Drôle d’endroit pour un opéra. Niché en sous-sol dans une impasse, le long du boulevard Montparnasse devenue boulevard du crime depuis que la municipalité parisienne en a inexplicablement modifié la circulation (le traverser revient à risquer sa vie), le Théâtre de Poche-Montparnasse affiche La Voix Humaine. Ni ors, ni stucs, ni fauteuils en velours rouge, ni loges – décloisonnées ou pas –, ni marches que l’on gravit d’un pas de sénateur, mais un escalier raide qui descend dans une de ces caves dont Paris, la nuit, a le secret. De petites tables rondes cernées de chaises se serrent autour d’un piano et d’un canapé. L’intimité touche au voyeurisme lorsqu’il est donné d’assister d’aussi près à la mise à mort imaginée par Jean Cocteau puis adaptée sous forme de tragédie lyrique par Francis Poulenc. Une femme, suspendue au téléphone comme un naufragé à sa bouée, est abandonnée à l’autre bout du fil par un homme, son amant, dont on n’entendra jamais la voix mais dont les silences laissent deviner les répliques. Monologue impitoyable et cruel que Caroline Casadesus, accompagnée par Jean-Christophe Rigaud, vient d’enregistrer chez Ad Vitam Records et rejoue chaque lundi jusqu’au 11 juillet dans une version pour piano, moins courante que celle pour orchestre car longtemps interdite par les ayants droit (lire à ce propos l’article de Jean-Marcel Humbert).
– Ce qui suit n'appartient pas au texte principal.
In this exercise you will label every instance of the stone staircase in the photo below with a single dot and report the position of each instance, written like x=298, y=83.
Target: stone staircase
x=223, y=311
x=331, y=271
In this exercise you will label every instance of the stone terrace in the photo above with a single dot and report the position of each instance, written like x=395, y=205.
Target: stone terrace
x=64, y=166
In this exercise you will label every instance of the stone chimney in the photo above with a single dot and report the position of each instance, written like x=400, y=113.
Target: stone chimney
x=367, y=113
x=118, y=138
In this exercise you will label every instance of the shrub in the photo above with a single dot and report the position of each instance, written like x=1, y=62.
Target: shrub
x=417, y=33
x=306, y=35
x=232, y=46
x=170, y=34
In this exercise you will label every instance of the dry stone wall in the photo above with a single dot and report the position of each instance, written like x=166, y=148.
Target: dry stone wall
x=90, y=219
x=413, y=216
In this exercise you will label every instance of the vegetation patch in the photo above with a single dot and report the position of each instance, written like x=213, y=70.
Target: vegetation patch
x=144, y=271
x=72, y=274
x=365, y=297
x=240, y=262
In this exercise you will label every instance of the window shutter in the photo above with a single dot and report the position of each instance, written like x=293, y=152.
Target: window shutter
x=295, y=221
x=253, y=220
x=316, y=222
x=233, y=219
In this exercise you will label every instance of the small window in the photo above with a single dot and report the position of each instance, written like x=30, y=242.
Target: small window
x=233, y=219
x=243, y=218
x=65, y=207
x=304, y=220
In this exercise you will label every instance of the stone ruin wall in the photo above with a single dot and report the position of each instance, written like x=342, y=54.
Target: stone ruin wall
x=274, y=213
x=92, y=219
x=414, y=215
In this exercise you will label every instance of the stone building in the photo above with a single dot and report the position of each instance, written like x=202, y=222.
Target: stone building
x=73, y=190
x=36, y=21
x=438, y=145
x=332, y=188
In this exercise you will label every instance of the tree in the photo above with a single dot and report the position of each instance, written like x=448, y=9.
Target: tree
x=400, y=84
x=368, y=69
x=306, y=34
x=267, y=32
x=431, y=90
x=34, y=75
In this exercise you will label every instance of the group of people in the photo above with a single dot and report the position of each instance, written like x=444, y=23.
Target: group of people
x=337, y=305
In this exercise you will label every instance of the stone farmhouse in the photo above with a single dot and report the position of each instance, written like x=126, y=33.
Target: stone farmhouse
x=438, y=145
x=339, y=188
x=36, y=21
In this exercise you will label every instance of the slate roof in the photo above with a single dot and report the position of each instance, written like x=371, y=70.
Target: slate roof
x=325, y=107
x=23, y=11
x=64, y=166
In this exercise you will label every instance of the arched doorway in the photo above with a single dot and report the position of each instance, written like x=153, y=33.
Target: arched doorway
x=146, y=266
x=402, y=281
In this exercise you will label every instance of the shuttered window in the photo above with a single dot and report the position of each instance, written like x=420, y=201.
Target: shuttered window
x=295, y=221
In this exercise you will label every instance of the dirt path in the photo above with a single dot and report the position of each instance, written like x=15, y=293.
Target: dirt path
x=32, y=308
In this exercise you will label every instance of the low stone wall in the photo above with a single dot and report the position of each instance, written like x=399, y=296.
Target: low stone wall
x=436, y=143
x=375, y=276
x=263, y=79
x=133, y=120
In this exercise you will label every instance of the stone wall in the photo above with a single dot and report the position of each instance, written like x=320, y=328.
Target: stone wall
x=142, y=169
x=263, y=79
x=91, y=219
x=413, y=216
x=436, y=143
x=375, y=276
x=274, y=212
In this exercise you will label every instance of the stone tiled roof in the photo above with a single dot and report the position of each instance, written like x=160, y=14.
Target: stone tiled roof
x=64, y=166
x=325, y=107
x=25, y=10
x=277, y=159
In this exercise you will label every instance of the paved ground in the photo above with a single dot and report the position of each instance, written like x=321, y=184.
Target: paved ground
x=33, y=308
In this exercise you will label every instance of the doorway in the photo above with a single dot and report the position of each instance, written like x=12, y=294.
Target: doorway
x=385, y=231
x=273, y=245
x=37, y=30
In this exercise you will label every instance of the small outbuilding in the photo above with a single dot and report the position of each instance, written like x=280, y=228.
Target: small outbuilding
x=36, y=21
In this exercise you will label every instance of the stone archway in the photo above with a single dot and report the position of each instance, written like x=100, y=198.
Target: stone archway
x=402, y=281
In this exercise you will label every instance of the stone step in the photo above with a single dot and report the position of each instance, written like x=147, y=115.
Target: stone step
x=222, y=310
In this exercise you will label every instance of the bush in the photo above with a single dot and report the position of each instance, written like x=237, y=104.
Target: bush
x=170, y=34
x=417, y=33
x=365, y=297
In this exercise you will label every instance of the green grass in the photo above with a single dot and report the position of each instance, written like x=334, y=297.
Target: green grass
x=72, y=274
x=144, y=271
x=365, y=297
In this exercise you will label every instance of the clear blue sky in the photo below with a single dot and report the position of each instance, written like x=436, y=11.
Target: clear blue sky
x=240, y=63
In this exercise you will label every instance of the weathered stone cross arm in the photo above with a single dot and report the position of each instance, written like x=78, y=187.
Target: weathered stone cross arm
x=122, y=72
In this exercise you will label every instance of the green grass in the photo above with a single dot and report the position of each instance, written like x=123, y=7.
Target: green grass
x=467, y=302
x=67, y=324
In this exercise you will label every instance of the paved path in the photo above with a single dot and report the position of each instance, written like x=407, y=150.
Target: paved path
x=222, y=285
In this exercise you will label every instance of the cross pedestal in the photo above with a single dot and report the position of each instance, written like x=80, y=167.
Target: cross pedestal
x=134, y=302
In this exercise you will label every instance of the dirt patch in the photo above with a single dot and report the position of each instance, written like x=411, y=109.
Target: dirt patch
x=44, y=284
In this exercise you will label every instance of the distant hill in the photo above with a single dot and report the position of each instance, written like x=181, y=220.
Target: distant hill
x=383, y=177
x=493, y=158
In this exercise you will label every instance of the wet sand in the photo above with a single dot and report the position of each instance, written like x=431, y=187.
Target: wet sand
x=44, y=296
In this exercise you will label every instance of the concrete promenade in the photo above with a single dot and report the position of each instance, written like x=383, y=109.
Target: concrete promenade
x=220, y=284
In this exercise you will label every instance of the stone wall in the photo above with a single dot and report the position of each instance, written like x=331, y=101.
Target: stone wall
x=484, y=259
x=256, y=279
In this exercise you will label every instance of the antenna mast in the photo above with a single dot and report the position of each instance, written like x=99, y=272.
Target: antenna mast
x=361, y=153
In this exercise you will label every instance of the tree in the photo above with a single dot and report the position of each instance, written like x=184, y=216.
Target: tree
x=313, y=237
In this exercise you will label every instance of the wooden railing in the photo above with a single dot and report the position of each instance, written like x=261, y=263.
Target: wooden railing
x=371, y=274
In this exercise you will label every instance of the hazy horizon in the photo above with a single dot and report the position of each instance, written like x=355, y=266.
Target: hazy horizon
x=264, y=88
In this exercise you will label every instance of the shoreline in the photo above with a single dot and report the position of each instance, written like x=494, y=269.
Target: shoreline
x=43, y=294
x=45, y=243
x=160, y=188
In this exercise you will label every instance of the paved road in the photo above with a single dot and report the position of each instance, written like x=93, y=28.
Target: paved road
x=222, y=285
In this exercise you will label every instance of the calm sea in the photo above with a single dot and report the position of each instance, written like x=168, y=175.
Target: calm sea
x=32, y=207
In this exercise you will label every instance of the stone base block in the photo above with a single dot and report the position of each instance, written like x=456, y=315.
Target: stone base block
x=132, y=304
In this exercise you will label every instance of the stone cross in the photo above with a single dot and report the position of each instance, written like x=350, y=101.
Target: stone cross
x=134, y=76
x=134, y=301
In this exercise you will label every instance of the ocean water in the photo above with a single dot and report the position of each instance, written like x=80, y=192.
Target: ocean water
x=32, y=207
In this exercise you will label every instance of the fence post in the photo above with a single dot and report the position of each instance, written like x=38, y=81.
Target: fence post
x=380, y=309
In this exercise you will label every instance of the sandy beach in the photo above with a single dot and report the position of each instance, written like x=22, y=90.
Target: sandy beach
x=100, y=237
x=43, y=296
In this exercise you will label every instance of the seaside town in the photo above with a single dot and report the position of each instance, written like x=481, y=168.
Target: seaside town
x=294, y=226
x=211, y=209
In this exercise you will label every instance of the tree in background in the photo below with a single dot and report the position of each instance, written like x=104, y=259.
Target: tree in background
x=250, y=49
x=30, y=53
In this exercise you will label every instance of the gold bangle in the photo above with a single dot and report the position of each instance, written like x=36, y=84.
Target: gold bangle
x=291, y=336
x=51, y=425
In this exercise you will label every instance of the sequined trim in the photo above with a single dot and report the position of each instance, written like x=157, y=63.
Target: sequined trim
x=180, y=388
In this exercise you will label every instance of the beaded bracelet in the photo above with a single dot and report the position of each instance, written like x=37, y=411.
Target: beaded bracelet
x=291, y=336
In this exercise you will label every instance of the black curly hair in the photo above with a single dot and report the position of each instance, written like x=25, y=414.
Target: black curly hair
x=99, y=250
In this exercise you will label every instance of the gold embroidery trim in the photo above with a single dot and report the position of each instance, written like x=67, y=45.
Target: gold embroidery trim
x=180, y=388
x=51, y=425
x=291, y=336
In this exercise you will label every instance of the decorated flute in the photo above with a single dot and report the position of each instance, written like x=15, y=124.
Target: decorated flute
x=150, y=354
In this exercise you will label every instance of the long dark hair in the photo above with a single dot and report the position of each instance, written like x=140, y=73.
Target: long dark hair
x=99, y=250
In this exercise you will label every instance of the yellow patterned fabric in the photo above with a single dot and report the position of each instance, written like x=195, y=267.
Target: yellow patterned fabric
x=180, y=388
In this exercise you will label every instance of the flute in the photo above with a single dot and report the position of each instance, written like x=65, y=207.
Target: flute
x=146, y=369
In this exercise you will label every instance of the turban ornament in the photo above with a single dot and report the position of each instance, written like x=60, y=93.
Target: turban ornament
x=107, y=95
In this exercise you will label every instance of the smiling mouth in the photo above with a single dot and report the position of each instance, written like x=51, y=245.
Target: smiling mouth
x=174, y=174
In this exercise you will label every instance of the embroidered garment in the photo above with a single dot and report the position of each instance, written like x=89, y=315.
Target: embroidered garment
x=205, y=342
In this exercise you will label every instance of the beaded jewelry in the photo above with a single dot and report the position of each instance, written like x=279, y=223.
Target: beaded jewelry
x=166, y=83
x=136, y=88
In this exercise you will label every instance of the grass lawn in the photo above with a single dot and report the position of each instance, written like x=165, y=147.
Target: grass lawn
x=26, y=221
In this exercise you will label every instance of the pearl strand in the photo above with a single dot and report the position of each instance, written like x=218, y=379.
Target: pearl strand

© Théâtre de Poche-Montparnasse
Si l’on donne ces détails, c’est pour tenter d’expliquer combien le spectacle proposé est inhabituel, combien il se démarque des représentations d’opéra auxquelles on peut-être coutumier, combien il suscite d’émotions sans que, troublé, l’on ne sache à quel facteur en attribuer la force si ce n’est la conjonction d’éléments dont la somme fait la valeur : la proximité avec les artistes ; la partition choisie, d’une intensité décuplée par l’absence d’artifices orchestraux ; l’interprétation qu’en propose Jean-Christophe Rigaud, d’une précision clinique dans son traitement des silences, éloquente lorsque la musique se fait descriptive, compassionnelle parfois, secouée de spasmes jusqu’à accepter, résignée, la douleur de la séparation (le thème conclusif d’une douceur amère à tirer les larmes) ; la mise en scène de Juliette Mailhé, fidèle au texte mais suffisamment libre pour ne jamais se figer ; la composition de Caroline Casadesus, si intimement vécue que la voix donne à chaque instant l’impression qu’elle va se briser ; le teint diaphane et le chic de la silhouette, frêle et crispée ; l’exactitude du geste ; le timbre dont les griffures servent l’expression ; la manière dont chaque mot est si exactement traduit que le « sprechgesang » qui souvent prévaut apparaît justifié ; certaines répliques dont l’inflexion frappe l’oreille au point qu’on a l’impression de les entendre pour la première fois ; la folie que l’on pressent et qui parfois laisse à penser que des deux, l’homme n’est pas forcément le monstre, que sa supposée lâcheté est un réflexe de survie, l’unique moyen de se débarrasser de cette femme qui l’enserre, le questionne, le supplie, le harcèle jusqu’à l’étouffer.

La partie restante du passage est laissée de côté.